For the aim of our study, a Ts in whom systemic chemotherapy was performed in Hyogo college of medicine hospital (n=93) was formed. In the Ts, we examined variables linked to OS by uni- and multivariate analyses and constructed a predictive model for predicting OS. Next, we evaluated the reproducibility of the proposed model in the subsequent Vs (n=75), which included patients in the other hospital (Takarazuka municipal hospital). (Figure 1) Clinical data in the Ts were examined retrospectively and the constructed model was also verified in a retrospective manner for the independent Vs. Psoas muscle index (PMI) for the assessment of muscle mass was measured using CT as reported elsewhere .
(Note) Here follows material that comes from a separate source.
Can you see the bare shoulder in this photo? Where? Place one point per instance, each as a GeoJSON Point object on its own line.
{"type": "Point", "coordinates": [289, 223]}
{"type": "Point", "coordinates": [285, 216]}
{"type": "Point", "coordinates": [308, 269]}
Institutional review boards in each participating hospital approved the current study protocol (approval no. 2117 in Hyogo college of medicine hospital and 201707 in Takarazuka municipal hospital), with strict compliance for all of the provisions of the Declaration of Helsinki.
Study flow chart.
A simple predictive model on survival was built from subjects in the Ts and validated in separate, independent patients in the Vs. Firstly, as mentioned above; univariate analysis was conducted to identify candidate variables among several clinical parameters to create a predictive model. The median value for each parameter was selected in order to divide the study population into two groups, which was then treated as nominal variables in the univariate analysis. Parameters with P<0.05 in the univariate analysis were included in the multivariate Cox hazard model. Factors with P<0.05 in the multivariate analysis were finally chosen as components of the novel predictive model. Based on these multivariate predictors, our proposed model was created. In the subsequent Vs, we tested the diagnostic accuracy of the created model.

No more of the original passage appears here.